La vigésimo segunda jornada del juicio contra los Pujol Ferrusola también comenzó con un percance técnico. La emisión del canal de la vista oral no funcionaba hasta que los técnicos de la Audiencia Nacional, con su habitual destreza, pudieron resolverlo media hora más tarde. Este martes, el primero en subir al estrado fue uno de los miembros de la UDEF, el 116.869, que se dedicó en cuerpo y alma a revisar las cuentas de la familia del expresidente en Andorra. La curiosidad de su testimonio fue que pudieron controlar las cuentas porque se «acogieron a la amnistía fiscal». Es decir, porque las declararon.

Ahora bien, el protagonismo se lo llevó el segundo testigo que las acusaciones esperaban frotándose las manos para desmontar el relato de las defensas de la capacidad comercial internacional de Jordi Pujol Ferrusola. Pero de tanto frotarse se quemaron. En el estrado se sentó José Herrero Egaña y López de Hierro, el presidente de IBADESA EXPORTACIONES Y SERVICIOS, una de las sociedades líderes en buscar financiación para proyectos en vía de desarrollo. IBADESA tuvo una filial catalana, de la cual era apoderado Jordi Puig y con la que hicieron negocios con propuestas de proyectos del primogénito del expresidente.

Como en Canarias y Andalucía

Herrero Egaña, con un porte que no sería precisamente el del secretario general del Partido Comunista de Fuenlabrada, describió con plasticidad las relaciones comerciales que mantenía con Jordi Pujol Ferrusola y Jordi Puig, hermano del exconsejero Felip Puig. Herrero Egaña, precisamente, fue uno de los acusados en el caso Mercasa que se terminó de juzgar el mes de febrero, y del cual salió muy bien parado. De hecho, Herrero es hijo del impulsor de la empresa pública Fomento del Comercio Exterior, creada para fomentar la exportación de empresas españolas.

El interrogatorio ya se veía que no sería fácil por la manera en que el fiscal Fernando Bermejo formulaba las preguntas. El primer aviso fue cuando el fiscal le preguntaba al testigo si era cónsul honorario de dos estados. Al dar las explicaciones, lo interrumpió, y al repreguntar, el testigo le replicó «¡me pregunta usted sobre si soy cónsul como si fuera algo malo!». El presidente del Tribunal intervino para apagar la primera chispa. Herrero detalló que la sociedad y los negocios con Puig y Pujol eran replicar lo que Ibadesa ya había hecho en Canarias y Andalucía para buscar inversiones en empresas catalanas.

Como al fiscal no le salían las cosas como quería, subió el tono del trato e insinuó preguntas capciosas seguidas que no permitía responder. El testigo no se amilanó, le pidió calma y le espetó: «¡No sea usted ofensivo!». El presidente del Tribunal, José Ricardo de Prada, tuvo que intervenir ahora sí, apagó el fuego. Pero eso sí, le pidió al testigo que no «recriminara» al fiscal. El testigo levantó las manos y lejos de recular aún contestó con más profesionalidad que las primeras preguntas. De hecho, la presión servía. El fiscal terminó el interrogatorio y continuó la abogacía del Estado que recuperó su tarjeta de presentación «Por la Agencia Tributaria». Los letrados de la Moncloa quizás no calibraron que no se enfrentaban a un autónomo con un pequeño negocio de reparación de neumáticos y pronunció una master class del funcionamiento de las inversiones en el extranjero.

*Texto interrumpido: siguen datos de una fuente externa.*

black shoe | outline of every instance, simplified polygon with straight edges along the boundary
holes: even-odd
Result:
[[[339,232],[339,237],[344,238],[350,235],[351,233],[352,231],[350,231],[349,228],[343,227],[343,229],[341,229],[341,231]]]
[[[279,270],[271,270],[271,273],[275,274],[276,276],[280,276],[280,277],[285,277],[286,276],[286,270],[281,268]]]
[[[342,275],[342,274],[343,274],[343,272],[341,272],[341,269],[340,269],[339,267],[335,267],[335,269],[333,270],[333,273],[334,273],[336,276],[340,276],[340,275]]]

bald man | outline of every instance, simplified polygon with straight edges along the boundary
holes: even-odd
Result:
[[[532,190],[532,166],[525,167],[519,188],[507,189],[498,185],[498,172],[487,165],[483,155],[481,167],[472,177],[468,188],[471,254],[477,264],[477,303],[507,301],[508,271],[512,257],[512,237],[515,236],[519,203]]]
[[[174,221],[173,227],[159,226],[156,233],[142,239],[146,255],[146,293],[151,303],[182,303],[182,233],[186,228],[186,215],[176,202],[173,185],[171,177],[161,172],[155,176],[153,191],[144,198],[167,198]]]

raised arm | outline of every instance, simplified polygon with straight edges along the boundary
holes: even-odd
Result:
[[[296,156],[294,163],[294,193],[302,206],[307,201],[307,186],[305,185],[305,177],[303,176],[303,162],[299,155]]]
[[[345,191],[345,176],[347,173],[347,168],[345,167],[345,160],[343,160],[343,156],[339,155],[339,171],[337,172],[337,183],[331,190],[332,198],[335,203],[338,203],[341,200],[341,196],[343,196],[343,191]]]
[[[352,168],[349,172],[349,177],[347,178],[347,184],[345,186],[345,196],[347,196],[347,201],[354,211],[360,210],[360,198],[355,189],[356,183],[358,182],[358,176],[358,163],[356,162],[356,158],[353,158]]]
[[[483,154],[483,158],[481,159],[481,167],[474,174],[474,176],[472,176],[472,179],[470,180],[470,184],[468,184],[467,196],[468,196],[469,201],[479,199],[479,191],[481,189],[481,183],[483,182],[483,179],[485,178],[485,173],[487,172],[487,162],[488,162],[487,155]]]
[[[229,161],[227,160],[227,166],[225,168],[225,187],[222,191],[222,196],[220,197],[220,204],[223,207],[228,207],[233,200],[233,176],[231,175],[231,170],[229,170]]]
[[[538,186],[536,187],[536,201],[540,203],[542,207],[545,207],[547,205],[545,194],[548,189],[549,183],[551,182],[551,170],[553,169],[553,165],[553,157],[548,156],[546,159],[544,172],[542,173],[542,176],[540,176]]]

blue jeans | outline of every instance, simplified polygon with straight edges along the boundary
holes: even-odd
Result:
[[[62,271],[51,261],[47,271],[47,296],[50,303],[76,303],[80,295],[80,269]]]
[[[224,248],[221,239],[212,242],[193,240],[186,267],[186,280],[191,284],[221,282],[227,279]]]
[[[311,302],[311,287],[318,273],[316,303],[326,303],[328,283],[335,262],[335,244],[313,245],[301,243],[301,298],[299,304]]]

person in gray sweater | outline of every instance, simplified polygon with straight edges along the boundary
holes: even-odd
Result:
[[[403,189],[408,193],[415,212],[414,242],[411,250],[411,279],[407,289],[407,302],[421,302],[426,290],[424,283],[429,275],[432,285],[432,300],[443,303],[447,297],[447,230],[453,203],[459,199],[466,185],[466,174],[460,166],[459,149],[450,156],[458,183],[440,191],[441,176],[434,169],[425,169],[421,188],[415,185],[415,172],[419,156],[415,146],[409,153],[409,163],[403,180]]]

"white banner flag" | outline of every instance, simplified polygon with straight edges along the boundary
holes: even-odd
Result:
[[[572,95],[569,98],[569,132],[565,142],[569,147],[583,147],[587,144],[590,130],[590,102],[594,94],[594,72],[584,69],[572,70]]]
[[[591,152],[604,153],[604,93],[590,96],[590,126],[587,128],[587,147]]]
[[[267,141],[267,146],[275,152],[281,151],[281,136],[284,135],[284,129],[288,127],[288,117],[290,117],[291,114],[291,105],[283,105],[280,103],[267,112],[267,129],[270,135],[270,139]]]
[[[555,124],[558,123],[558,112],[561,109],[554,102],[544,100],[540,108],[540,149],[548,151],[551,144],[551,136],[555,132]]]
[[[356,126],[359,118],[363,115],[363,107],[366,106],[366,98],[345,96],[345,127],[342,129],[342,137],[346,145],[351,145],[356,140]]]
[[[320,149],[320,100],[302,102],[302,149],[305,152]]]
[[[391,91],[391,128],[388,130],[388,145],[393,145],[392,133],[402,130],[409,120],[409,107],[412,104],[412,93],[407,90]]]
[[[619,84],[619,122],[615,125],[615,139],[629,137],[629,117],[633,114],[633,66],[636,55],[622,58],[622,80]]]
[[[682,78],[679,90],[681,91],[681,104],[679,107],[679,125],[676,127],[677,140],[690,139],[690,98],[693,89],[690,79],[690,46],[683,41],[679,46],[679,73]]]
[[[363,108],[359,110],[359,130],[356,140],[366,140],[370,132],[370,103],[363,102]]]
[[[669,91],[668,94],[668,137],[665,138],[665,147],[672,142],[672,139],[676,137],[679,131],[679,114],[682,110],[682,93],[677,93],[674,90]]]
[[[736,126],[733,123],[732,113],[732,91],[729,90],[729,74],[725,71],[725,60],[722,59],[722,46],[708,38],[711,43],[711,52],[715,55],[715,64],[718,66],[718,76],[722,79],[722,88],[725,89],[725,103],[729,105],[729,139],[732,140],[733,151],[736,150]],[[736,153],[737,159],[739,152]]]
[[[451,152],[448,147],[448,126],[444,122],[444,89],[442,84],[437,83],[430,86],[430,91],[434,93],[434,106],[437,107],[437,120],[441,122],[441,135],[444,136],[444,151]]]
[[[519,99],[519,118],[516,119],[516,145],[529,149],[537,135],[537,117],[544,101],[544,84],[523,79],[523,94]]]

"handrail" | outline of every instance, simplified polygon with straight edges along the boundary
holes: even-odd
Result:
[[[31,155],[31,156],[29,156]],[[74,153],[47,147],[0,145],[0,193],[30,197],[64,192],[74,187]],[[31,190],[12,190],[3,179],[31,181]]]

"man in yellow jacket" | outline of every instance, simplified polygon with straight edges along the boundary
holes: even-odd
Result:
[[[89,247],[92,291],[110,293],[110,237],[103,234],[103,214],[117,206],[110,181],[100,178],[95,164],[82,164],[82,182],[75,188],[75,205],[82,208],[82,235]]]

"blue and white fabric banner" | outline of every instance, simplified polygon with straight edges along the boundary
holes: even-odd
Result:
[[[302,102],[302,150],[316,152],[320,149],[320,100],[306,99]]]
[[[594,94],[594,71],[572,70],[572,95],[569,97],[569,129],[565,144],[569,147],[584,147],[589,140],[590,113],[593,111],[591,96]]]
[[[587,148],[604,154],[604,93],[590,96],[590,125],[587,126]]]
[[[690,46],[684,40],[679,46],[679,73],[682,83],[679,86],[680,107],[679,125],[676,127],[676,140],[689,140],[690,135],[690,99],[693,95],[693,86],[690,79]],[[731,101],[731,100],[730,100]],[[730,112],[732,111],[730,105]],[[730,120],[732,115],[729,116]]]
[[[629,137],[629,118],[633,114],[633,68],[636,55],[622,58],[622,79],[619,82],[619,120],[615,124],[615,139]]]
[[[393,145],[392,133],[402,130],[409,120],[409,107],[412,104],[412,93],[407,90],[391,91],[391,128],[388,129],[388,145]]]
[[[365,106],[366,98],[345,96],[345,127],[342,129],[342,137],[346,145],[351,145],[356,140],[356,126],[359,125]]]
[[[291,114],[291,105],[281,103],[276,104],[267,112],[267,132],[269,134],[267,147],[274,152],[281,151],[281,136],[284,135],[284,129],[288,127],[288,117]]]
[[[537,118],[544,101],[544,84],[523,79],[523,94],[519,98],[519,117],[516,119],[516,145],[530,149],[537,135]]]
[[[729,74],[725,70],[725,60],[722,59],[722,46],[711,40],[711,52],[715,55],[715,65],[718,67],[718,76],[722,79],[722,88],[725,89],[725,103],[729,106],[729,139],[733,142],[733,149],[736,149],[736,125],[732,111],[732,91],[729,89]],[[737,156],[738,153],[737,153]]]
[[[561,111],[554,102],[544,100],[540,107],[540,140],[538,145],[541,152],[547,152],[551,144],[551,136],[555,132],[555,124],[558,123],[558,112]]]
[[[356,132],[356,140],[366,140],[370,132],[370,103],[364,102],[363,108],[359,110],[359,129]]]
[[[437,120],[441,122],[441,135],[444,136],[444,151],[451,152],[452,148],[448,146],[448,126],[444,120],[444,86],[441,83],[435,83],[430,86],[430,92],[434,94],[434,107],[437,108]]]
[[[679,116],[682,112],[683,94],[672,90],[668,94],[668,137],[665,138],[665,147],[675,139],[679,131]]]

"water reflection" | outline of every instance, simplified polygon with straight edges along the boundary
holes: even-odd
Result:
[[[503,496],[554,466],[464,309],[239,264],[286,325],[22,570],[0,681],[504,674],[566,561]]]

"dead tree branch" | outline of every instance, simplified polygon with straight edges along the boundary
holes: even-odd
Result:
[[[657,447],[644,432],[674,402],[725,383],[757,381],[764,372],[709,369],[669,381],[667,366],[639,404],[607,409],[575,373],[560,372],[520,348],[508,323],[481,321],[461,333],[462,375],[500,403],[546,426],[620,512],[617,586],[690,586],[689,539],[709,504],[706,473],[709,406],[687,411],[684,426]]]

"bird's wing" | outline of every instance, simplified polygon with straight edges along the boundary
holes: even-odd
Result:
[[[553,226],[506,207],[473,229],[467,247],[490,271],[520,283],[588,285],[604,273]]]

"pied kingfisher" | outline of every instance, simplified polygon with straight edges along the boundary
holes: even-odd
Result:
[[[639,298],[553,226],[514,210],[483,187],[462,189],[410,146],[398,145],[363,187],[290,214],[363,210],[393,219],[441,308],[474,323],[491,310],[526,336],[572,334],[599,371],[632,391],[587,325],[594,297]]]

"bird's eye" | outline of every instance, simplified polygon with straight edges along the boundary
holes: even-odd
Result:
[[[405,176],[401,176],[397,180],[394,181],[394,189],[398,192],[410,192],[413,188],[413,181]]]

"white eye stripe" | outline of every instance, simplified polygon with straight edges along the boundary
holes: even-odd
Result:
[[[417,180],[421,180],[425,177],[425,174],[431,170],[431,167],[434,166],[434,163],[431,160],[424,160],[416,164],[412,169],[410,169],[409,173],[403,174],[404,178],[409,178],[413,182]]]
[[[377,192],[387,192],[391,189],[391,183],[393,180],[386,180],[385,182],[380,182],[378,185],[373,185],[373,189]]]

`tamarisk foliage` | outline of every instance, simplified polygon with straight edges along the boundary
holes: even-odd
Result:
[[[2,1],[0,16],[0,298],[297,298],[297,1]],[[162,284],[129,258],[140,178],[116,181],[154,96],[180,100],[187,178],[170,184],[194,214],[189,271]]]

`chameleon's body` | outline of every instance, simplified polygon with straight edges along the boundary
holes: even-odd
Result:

Los abogados del Estado en un momento del juicio de los Pujol de este martes/QS
Los abogados del Estado en un momento del juicio de los Pujol de este martes/QS

Un promotor comercial

Herrero detalló la participación de Jordi Pujol Ferrusola en proyectos e inversión a través de IBADESA. En este sentido, diferenció entre un agente comercial, un director comercial y un promotor comercial. «Pujol era un free-lance, un promotor comercial, que presentan proyectos a diversas empresas, que tanto lo podía ofrecer a IBADESA o a Isolux, o Dragados, que no tenía poderes de ninguna de las empresas a las cuales ofrecía los proyectos», insistió. «Pujol tenía contactos, tenía activos», añadió. «Es el sistema ordinario», sentenció. Otro testigo de las acusaciones que sirvió para justificar la tesis de la defensa, que los negocios de Jordi Pujol eran reales y no ocultaban ninguna conexión con adjudicaciones de las administraciones catalanas.